O Banco de Portugal (BdP) vai obrigar os principais bancos, com exceção da CGD, a constituirem uma reserva de capital para lidarem com um eventual aumento do malparado no crédito à habitação, caso ocorra uma crise no imobiliário. Esta reserva de capital deverá dificultar o pagamento de dividendos pelos principais bancos privados, após um ano em que atingiram resultados recorde devido à forte subida das taxas de juro.
A imposição desta reserva no valor de 4% da carteira de crédito a particulares que tenha imóveis residenciais como garantia foi ontem anunciada pelo Banco de Portugal, com o objetivo de aumentar a resiliência do sistema financeiro perante o risco sistémico específico associado ao mercado imobiliário.
A medida deverá condicionar a intenção, já tornada pública pelo BCP, Santander, BPI e Novobanco, de distribuirem dividendos aos seus acionistas no final deste exercício. Até ao final de setembro, os cinco maiores bancos (incluindo a CGD) já registaram lucros de 2,3 mil milhões de euros, mais 27% que no período homólogo, prevendo-se que encerrem o ano com lucros recorde.
Recorde-se que, na semana passada, o governador do Banco de Portugal, Mário Centeno, defendeu que a banca nacional deve aproveitar os lucros elevados gerados pela subida das taxas de juro para se precaver contra uma eventual deterioração da conjuntura macroeconómica. E também o Fundo Monetário Internacional (FMI) aconselhou os bancos portugueses a serem cuidados na distribuição de dividendos, pedindo que constituam almofadas de capital para fazerem face ao eventual aumento do crédito malparado no próximo ano, devido à desaceleração da economia europeia e ao impacto das taxas de juro elevadas nas famílias e nas empresas.
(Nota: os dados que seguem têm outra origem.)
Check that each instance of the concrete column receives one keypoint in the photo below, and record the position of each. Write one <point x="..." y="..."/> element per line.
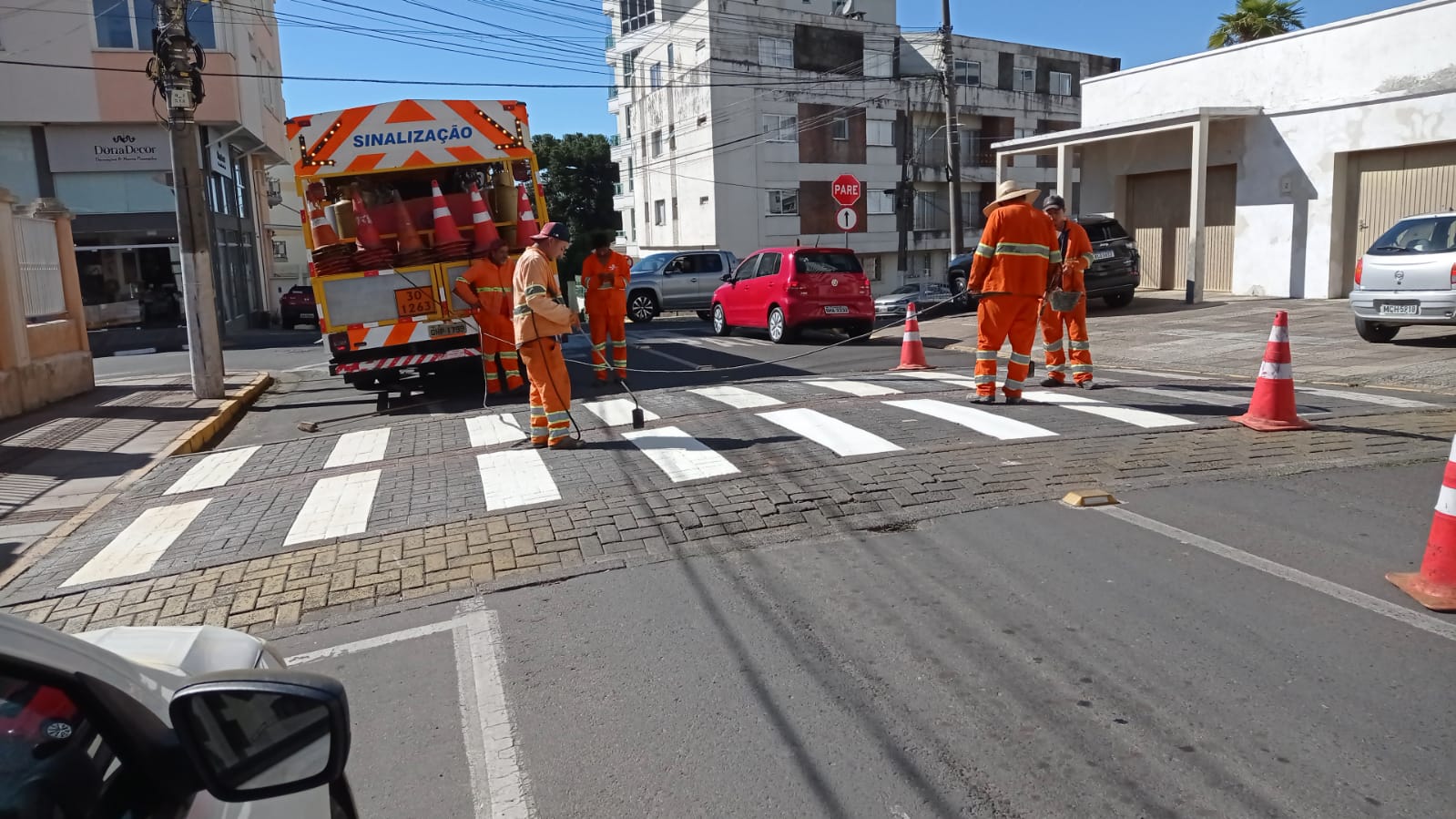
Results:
<point x="1196" y="209"/>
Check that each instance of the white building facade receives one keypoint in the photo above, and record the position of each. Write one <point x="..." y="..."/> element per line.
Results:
<point x="1270" y="168"/>
<point x="736" y="117"/>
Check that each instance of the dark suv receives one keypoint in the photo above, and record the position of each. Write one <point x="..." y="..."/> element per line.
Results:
<point x="1115" y="274"/>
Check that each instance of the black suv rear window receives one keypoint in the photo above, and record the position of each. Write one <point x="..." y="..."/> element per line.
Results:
<point x="828" y="262"/>
<point x="1105" y="230"/>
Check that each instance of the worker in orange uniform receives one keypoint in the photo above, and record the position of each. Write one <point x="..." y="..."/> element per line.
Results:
<point x="605" y="274"/>
<point x="1013" y="270"/>
<point x="1076" y="252"/>
<point x="541" y="315"/>
<point x="486" y="287"/>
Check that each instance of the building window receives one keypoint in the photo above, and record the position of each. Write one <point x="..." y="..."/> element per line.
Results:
<point x="880" y="131"/>
<point x="1060" y="83"/>
<point x="880" y="63"/>
<point x="784" y="201"/>
<point x="780" y="128"/>
<point x="772" y="51"/>
<point x="636" y="14"/>
<point x="967" y="73"/>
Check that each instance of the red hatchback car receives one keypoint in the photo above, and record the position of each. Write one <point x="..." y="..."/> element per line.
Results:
<point x="785" y="291"/>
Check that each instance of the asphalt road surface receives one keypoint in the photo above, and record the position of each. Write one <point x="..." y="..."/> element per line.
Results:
<point x="1212" y="650"/>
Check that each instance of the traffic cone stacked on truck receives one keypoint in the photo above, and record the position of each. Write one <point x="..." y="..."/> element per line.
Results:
<point x="526" y="225"/>
<point x="1434" y="585"/>
<point x="485" y="232"/>
<point x="449" y="245"/>
<point x="1273" y="405"/>
<point x="911" y="352"/>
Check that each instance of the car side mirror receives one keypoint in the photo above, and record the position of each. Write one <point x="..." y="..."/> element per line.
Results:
<point x="262" y="733"/>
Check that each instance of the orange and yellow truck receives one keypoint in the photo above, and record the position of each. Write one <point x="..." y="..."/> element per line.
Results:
<point x="367" y="177"/>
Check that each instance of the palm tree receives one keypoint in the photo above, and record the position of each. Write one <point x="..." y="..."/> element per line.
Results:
<point x="1256" y="19"/>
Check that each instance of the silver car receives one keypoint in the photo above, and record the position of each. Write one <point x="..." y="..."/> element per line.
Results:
<point x="1407" y="277"/>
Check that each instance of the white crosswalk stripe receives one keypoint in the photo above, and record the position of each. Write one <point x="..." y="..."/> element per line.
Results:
<point x="617" y="411"/>
<point x="678" y="455"/>
<point x="970" y="417"/>
<point x="1144" y="418"/>
<point x="493" y="430"/>
<point x="137" y="548"/>
<point x="335" y="507"/>
<point x="843" y="439"/>
<point x="362" y="446"/>
<point x="213" y="471"/>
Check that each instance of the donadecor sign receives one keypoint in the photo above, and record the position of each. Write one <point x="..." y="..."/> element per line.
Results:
<point x="102" y="148"/>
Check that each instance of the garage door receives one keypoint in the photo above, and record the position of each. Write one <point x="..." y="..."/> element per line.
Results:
<point x="1158" y="218"/>
<point x="1390" y="185"/>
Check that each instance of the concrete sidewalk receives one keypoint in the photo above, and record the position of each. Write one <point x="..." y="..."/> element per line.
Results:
<point x="60" y="464"/>
<point x="1227" y="334"/>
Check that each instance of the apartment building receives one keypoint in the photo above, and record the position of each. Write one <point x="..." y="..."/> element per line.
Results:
<point x="734" y="117"/>
<point x="89" y="136"/>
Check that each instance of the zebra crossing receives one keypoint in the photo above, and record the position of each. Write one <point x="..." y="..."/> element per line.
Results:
<point x="845" y="417"/>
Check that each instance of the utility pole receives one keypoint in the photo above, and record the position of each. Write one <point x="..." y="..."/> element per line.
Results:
<point x="175" y="70"/>
<point x="952" y="130"/>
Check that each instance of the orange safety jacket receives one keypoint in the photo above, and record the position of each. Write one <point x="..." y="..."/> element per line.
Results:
<point x="1018" y="245"/>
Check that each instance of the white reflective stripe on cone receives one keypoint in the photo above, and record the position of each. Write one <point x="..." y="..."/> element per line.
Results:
<point x="1278" y="372"/>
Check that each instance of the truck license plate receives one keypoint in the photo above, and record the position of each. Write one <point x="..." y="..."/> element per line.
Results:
<point x="413" y="302"/>
<point x="446" y="328"/>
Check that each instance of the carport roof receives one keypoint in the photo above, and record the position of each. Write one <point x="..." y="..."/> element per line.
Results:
<point x="1120" y="130"/>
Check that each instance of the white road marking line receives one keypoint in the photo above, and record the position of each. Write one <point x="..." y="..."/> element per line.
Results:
<point x="860" y="388"/>
<point x="497" y="780"/>
<point x="1369" y="602"/>
<point x="490" y="430"/>
<point x="211" y="471"/>
<point x="1191" y="396"/>
<point x="1144" y="418"/>
<point x="1368" y="398"/>
<point x="335" y="507"/>
<point x="138" y="546"/>
<point x="370" y="643"/>
<point x="845" y="439"/>
<point x="737" y="396"/>
<point x="616" y="411"/>
<point x="970" y="417"/>
<point x="362" y="446"/>
<point x="680" y="455"/>
<point x="515" y="476"/>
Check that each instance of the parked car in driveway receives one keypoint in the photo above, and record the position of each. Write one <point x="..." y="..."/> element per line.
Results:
<point x="785" y="291"/>
<point x="1407" y="277"/>
<point x="678" y="280"/>
<point x="1113" y="277"/>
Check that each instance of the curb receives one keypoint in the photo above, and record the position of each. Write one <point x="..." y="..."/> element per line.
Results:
<point x="199" y="437"/>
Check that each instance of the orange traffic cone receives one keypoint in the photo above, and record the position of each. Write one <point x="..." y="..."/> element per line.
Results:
<point x="485" y="230"/>
<point x="911" y="352"/>
<point x="526" y="221"/>
<point x="1434" y="585"/>
<point x="1273" y="405"/>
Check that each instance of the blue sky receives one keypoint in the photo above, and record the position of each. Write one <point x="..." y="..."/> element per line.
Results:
<point x="497" y="39"/>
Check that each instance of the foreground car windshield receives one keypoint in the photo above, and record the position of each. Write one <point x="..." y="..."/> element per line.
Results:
<point x="1424" y="235"/>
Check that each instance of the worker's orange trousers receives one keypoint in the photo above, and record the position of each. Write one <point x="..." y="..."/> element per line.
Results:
<point x="999" y="318"/>
<point x="1074" y="321"/>
<point x="551" y="391"/>
<point x="605" y="325"/>
<point x="498" y="340"/>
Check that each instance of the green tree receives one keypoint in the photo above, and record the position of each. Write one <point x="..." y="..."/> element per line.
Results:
<point x="577" y="174"/>
<point x="1256" y="19"/>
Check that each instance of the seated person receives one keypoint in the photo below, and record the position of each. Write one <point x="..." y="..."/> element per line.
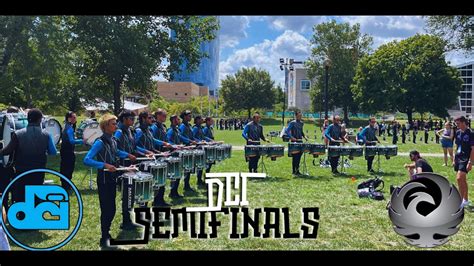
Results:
<point x="419" y="165"/>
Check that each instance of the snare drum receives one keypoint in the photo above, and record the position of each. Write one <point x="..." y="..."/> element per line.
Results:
<point x="53" y="127"/>
<point x="371" y="151"/>
<point x="220" y="153"/>
<point x="174" y="167"/>
<point x="210" y="152"/>
<point x="251" y="150"/>
<point x="317" y="149"/>
<point x="199" y="159"/>
<point x="356" y="152"/>
<point x="143" y="187"/>
<point x="187" y="159"/>
<point x="334" y="151"/>
<point x="294" y="148"/>
<point x="89" y="130"/>
<point x="276" y="150"/>
<point x="227" y="150"/>
<point x="159" y="171"/>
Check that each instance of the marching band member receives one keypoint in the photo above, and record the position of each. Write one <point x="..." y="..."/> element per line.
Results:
<point x="174" y="137"/>
<point x="159" y="132"/>
<point x="105" y="151"/>
<point x="68" y="158"/>
<point x="198" y="134"/>
<point x="143" y="135"/>
<point x="187" y="137"/>
<point x="126" y="142"/>
<point x="296" y="134"/>
<point x="252" y="133"/>
<point x="334" y="135"/>
<point x="369" y="138"/>
<point x="30" y="145"/>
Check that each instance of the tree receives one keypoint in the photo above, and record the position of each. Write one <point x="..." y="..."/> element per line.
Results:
<point x="131" y="50"/>
<point x="344" y="45"/>
<point x="407" y="76"/>
<point x="248" y="88"/>
<point x="457" y="31"/>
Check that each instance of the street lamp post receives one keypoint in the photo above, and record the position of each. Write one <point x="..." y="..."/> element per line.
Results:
<point x="327" y="64"/>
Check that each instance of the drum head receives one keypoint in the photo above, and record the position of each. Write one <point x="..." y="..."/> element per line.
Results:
<point x="54" y="129"/>
<point x="5" y="136"/>
<point x="91" y="133"/>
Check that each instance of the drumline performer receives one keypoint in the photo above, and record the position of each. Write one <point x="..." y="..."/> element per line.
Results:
<point x="252" y="133"/>
<point x="369" y="138"/>
<point x="103" y="156"/>
<point x="30" y="146"/>
<point x="187" y="138"/>
<point x="334" y="135"/>
<point x="296" y="134"/>
<point x="198" y="135"/>
<point x="126" y="142"/>
<point x="69" y="142"/>
<point x="159" y="132"/>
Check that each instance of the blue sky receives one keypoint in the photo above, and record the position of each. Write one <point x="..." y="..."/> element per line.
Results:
<point x="259" y="41"/>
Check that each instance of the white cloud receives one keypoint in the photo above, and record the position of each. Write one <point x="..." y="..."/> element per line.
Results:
<point x="233" y="29"/>
<point x="295" y="23"/>
<point x="265" y="55"/>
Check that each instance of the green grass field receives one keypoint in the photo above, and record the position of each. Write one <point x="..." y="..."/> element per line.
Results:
<point x="346" y="222"/>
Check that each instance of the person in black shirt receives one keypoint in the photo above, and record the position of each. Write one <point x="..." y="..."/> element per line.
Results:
<point x="463" y="158"/>
<point x="419" y="165"/>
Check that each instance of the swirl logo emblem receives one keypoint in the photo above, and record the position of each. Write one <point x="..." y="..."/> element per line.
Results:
<point x="426" y="210"/>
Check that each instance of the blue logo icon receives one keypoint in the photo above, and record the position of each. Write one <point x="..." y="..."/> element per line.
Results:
<point x="46" y="207"/>
<point x="40" y="200"/>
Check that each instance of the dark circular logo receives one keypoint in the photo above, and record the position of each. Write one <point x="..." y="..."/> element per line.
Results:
<point x="426" y="210"/>
<point x="79" y="218"/>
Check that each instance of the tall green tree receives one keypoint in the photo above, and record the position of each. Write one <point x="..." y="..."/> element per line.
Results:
<point x="457" y="31"/>
<point x="130" y="50"/>
<point x="408" y="76"/>
<point x="249" y="88"/>
<point x="343" y="45"/>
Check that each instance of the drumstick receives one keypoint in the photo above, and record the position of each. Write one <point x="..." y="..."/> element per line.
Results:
<point x="123" y="169"/>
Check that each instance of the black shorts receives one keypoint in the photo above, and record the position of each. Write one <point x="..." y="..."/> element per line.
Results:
<point x="461" y="165"/>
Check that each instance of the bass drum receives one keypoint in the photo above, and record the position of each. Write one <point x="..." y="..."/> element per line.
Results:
<point x="89" y="130"/>
<point x="53" y="127"/>
<point x="5" y="138"/>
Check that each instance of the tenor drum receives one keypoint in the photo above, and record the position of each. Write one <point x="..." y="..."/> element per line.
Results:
<point x="199" y="159"/>
<point x="175" y="170"/>
<point x="187" y="159"/>
<point x="210" y="151"/>
<point x="220" y="150"/>
<point x="294" y="148"/>
<point x="143" y="187"/>
<point x="251" y="151"/>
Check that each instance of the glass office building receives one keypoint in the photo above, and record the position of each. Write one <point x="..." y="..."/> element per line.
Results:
<point x="207" y="73"/>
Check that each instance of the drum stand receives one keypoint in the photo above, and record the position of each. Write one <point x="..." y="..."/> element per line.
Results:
<point x="263" y="166"/>
<point x="91" y="181"/>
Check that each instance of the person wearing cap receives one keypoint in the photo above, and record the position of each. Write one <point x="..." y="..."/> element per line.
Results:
<point x="30" y="146"/>
<point x="174" y="137"/>
<point x="295" y="132"/>
<point x="252" y="133"/>
<point x="369" y="138"/>
<point x="419" y="165"/>
<point x="143" y="135"/>
<point x="335" y="136"/>
<point x="463" y="158"/>
<point x="198" y="135"/>
<point x="103" y="156"/>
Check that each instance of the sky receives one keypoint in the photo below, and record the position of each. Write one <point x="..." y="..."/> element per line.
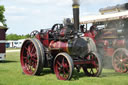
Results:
<point x="24" y="16"/>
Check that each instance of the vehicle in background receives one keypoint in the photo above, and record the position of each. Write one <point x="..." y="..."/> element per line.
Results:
<point x="14" y="43"/>
<point x="109" y="32"/>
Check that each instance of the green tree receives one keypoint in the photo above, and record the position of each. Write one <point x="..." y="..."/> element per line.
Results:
<point x="2" y="17"/>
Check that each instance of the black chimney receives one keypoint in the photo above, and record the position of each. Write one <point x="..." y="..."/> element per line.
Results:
<point x="76" y="14"/>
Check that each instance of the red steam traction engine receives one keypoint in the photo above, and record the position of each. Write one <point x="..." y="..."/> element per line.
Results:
<point x="109" y="31"/>
<point x="61" y="48"/>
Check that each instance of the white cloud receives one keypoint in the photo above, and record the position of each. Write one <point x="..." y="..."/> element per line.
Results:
<point x="15" y="10"/>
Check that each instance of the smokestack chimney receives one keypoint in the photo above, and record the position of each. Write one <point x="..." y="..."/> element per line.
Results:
<point x="76" y="14"/>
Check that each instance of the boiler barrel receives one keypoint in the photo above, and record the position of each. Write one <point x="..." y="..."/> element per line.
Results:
<point x="77" y="47"/>
<point x="114" y="8"/>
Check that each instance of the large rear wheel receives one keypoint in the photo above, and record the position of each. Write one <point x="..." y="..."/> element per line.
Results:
<point x="63" y="66"/>
<point x="31" y="57"/>
<point x="94" y="68"/>
<point x="120" y="60"/>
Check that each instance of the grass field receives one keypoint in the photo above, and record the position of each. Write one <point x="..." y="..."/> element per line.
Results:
<point x="11" y="74"/>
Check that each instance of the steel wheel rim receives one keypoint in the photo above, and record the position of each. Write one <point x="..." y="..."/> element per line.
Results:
<point x="120" y="61"/>
<point x="62" y="68"/>
<point x="29" y="59"/>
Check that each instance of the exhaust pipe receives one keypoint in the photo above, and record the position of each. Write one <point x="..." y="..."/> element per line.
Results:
<point x="75" y="6"/>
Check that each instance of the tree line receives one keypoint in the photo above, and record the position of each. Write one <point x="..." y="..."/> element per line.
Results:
<point x="2" y="17"/>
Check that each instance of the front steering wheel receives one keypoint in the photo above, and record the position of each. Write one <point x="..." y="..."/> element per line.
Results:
<point x="34" y="33"/>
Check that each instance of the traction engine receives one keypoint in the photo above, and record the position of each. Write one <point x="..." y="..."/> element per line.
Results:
<point x="61" y="48"/>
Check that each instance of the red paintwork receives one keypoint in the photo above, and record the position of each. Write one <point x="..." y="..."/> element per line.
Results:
<point x="63" y="72"/>
<point x="62" y="32"/>
<point x="28" y="58"/>
<point x="90" y="34"/>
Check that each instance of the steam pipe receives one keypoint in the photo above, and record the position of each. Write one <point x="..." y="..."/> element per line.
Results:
<point x="76" y="14"/>
<point x="114" y="8"/>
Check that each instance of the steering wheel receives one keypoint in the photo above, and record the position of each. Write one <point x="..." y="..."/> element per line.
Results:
<point x="34" y="33"/>
<point x="56" y="27"/>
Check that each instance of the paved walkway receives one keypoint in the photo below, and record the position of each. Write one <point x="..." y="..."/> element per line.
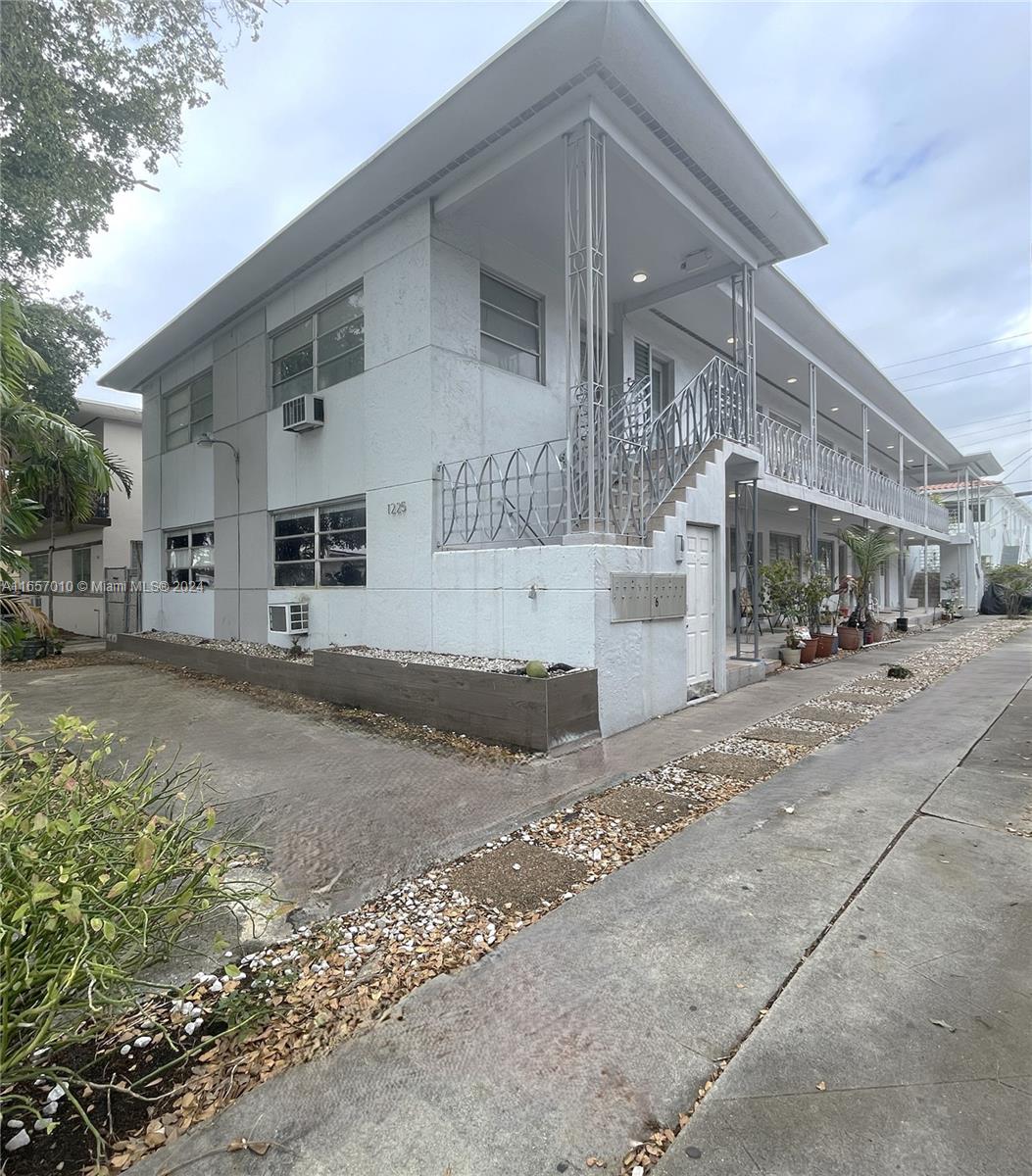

“É necessário que os bancos sejam capitalizados, inclusive os bancos portugueses, e estamos a sugerir que os bancos na fase atual aumentem os seus fundos próprios e as suas reservas de capital e que se abstenham, na medida do possível, de pagar todo o acréscimo dos lucros através de dividendos”, disse o diretor do FMI para a Europa, Alfred Kammer, num encontro com jornalistas em Bruxelas, citado pela Lusa.
Entre os cinco maiores bancos, o Santander, o BCP, o Novobanco e o BPI terão de constituir esta reserva, uma vez que utilizam o método IRB para fazerem o cálculo do capital regulatório. Já a Caixa Geral de Depósitos (CGD), que utiliza o método padrão para calcular o capital regulatório para fazer face ao risco de crédito, não será abrangida por esta imposição. Esta diferenciação deve-se ao facto de o método IRB implicar ponderadores de risco mais baixos do que os utilizados pelos bancos que usam o método padrão.
“As instituições abrangidas pela medida apresentam reservas de gestão suficientes para acomodar a introdução da reserva para risco sistémico setorial. Desta forma, estima-se que a reserva pode ser constituída sem prejudicar o cumprimento dos demais requisitos e orientações prudenciais ou a atividade de concessão de crédito destas instituições”, referiu o Banco de Portugal em comunicado, referindo que a medida entrará em vigor a partir de 1 de outubro de 2024, sendo revista com a periodicidade mínima de dois anos.
O Banco de Portugal refere que esta imposição tem uma natureza preventiva e “visa aumentar a resiliência das instituições perante uma potencial materialização futura de risco sistémico no mercado imobiliário residencial em Portugal”.
“Num cenário de materialização do risco, esta reserva pode ser libertada para contribuir para a manutenção de concessão de crédito à economia. Neste sentido, o Banco de Portugal anunciará o período durante o qual não é expectável um aumento desta reserva”, refere a instituição liderada por Mário Centeno em comunicado.